This class manages multiple MSDCalculator instances, typically for simulations run at different temperatures. It calculates the diffusivity for each trajectory (or temperature group) in parallel and then performs an Arrhenius fit to determine the activation energy (Ea_D) and pre-exponential factor (D0).
The main workflow is to initialize the class, call .calculate() to run the analysis, and then use plotting methods like .plot_msd() and .plot_D() or .summary() to view the results.
- Parameters:
path_traj (str) – Path to a directory containing HDF5 trajectory files.
symbol (str) – The chemical symbol of the target diffusing species to analyze.
skip (float, optional) – Initial time in picoseconds (ps) to skip for thermal equilibration. Defaults to 0.0.
segment_length (float | list[float] | None, optional) – Time length in ps for statistical averaging segments. Can be a single float for all temperatures or a list of floats corresponding to each temperature. If None, the entire trajectory is used. Defaults to None.
start (float, optional) – Start time in picoseconds (ps) for the linear fitting range of the MSD curve. Defaults to 1.0.
end (float | None, optional) – End time in picoseconds (ps) for the linear fitting range. If None, the end of each trajectory is used. Defaults to None.

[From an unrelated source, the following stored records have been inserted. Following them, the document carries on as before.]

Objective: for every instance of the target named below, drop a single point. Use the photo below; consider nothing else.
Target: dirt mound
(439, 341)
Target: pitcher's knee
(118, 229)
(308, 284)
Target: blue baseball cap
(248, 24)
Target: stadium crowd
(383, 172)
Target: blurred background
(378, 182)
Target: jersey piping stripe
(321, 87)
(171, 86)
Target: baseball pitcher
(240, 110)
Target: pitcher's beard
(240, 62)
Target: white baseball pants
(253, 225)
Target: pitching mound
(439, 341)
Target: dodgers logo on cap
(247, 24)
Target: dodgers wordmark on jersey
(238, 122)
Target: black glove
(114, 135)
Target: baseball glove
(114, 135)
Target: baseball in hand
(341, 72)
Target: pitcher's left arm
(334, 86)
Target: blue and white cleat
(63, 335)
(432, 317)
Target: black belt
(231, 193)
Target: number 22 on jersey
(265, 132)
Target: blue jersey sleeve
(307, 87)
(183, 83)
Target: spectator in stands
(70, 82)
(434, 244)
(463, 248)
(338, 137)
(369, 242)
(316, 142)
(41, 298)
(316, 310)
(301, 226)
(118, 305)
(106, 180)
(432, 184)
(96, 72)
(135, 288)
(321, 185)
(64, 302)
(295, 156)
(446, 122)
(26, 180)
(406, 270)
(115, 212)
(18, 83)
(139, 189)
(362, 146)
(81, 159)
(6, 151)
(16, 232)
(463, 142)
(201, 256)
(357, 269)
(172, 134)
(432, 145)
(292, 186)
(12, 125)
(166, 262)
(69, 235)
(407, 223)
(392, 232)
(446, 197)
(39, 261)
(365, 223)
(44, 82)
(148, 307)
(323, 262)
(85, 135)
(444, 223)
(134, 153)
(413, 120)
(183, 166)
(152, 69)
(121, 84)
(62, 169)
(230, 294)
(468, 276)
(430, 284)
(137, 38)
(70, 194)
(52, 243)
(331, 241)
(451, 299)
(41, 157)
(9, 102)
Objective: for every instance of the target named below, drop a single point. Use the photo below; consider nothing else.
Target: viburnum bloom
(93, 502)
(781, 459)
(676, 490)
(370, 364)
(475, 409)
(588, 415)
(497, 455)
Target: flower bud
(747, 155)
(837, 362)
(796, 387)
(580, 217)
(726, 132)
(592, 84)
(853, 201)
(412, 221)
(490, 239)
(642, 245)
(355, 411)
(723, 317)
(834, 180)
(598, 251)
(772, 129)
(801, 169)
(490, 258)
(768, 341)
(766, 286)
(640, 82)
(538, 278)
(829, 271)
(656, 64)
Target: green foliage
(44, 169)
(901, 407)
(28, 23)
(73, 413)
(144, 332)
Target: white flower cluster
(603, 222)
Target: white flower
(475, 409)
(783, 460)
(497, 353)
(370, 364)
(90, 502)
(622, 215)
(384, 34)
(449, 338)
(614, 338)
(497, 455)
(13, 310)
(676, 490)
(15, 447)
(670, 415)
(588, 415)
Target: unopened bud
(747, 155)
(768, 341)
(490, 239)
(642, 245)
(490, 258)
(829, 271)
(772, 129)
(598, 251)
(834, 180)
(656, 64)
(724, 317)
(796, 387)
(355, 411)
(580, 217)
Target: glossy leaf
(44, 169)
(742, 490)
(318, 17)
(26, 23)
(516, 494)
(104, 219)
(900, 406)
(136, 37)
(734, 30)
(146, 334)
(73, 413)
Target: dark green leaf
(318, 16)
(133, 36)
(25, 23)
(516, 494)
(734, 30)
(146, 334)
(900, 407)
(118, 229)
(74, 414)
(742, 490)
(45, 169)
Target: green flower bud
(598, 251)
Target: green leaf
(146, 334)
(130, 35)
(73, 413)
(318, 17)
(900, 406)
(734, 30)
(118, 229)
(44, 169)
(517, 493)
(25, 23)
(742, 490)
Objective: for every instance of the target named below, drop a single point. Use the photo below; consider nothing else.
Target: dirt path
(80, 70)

verbose (bool, optional) – Verbosity flag. Defaults to True.
**kwargs (Any) – Additional keyword arguments passed to the TrajectoryBundle class for file discovery (e.g., prefix, depth).
- D
An array of the average diffusivity (m²/s) for each temperature.
- Type:
numpy.ndarray
- Ea_D
Activation energy (eV) from the Arrhenius fit.
- Type:
float
- D0
Pre-exponential factor (m²/s) from the Arrhenius fit.
- Type:
float
- R2
The R-squared value indicating the goodness of the Arrhenius fit.
- Type:
float
- calculators
A list of the successfully completed MSDCalculator instances.
- Type:
list[MSDCalculator]
- temperatures
An array of the unique temperatures found in the ensemble.
- Type:
numpy.ndarray
- Raises:
ValueError – If the length of segment_length (if provided as a list) does not match the number of unique temperatures found.
- calculate(n_jobs: int = -1, verbose=True) MSDEnsemble[source]
Runs the full analysis pipeline in parallel for all trajectories.
This method orchestrates the MSD calculation for each trajectory file, aggregates the results by temperature, and performs an Arrhenius fit if at least two temperatures are present.
- Parameters:
n_jobs (int, optional) – Number of CPU cores for parallel processing via joblib. -1 uses all available cores. Defaults to -1.
- Returns:
Returns the instance itself to allow for method chaining (e.g., ensemble.calculate().summary()).
- Return type:
- plot_D(disp: bool = True, save: bool = True, filename: str = 'D_atom.png', dpi: int = 300) None[source]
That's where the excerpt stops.